In the past, quantities of Ir-192 have vanished in the United States and other countries, raising concerns of a "dirty bomb," or a conventional explosive paced with lower-grade nuclear material.
Even a lower-level radiation bomb could cause widespread panic and fear, said Ryan Mauro, adjunct professor at Clarion Project, a U.S. think tank that tracks terrorism.
"Shaping headlines is essential to ISIS' jihad and beheadings, explosions and most brutal acts have become stale," Mauro told FoxNews.com. "A dirty bomb attack would be major news, regardless of how many immediate casualties occur.
"It also leads to ongoing media coverage of the victims' conditions from the radiation exposure because audiences will want to know what actually happens if this worth to happen where they live."
A security official told Reuters the perpetrators may have known what they were doing, noting there were "no broken locks, no smashed doors and no evidence of forced entry" at the facility.
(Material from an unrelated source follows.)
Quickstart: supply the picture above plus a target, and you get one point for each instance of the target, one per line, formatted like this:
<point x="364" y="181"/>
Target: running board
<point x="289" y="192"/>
A spokesman for Basra operations command said army, police and intelligence forces were working "day and night" to locate the material.
Besides the risk of a dirty bomb, the radioactive material could cause harm simply by being left exposed in a public place for several days, said David Albright, a physicist and president of the Washington-based Institute for Science and International Security.
"If they left it in some crowded place, that would be more of the risk. If they kept it together but without shielding," he said. "Certainly it's not insignificant. You could cause some panic with this. They would want to get this back."
On Tuesday, U.S. Director of National Intelligence James Clapper confirmed that ISIS has manufactured and deployed mustard gas in Iraq and Syria.
Clapper did not elaborate on where and when the chemical attacks occurred, though there has been mounting evidence the terror group was experimenting with chemical weapons.
“[The Syrian government] has used chemicals against the opposition on multiple occasions since Syria joined the Chemical Weapons Convention. ISIL has also used toxic chemicals in Iraq and Syria, including the blister agent Sulfur mustard,” Clapper said in testimony before the Senate Armed Services Committee.
Fox News previously reported on ISIS' potential experimentation with chemical weapons. Photos taken by the Kurds in northern Iraq last summer and reviewed by Fox News showed burns and blistering on skin following exposure to “odorless, colorless” agents absorbed through the clothing.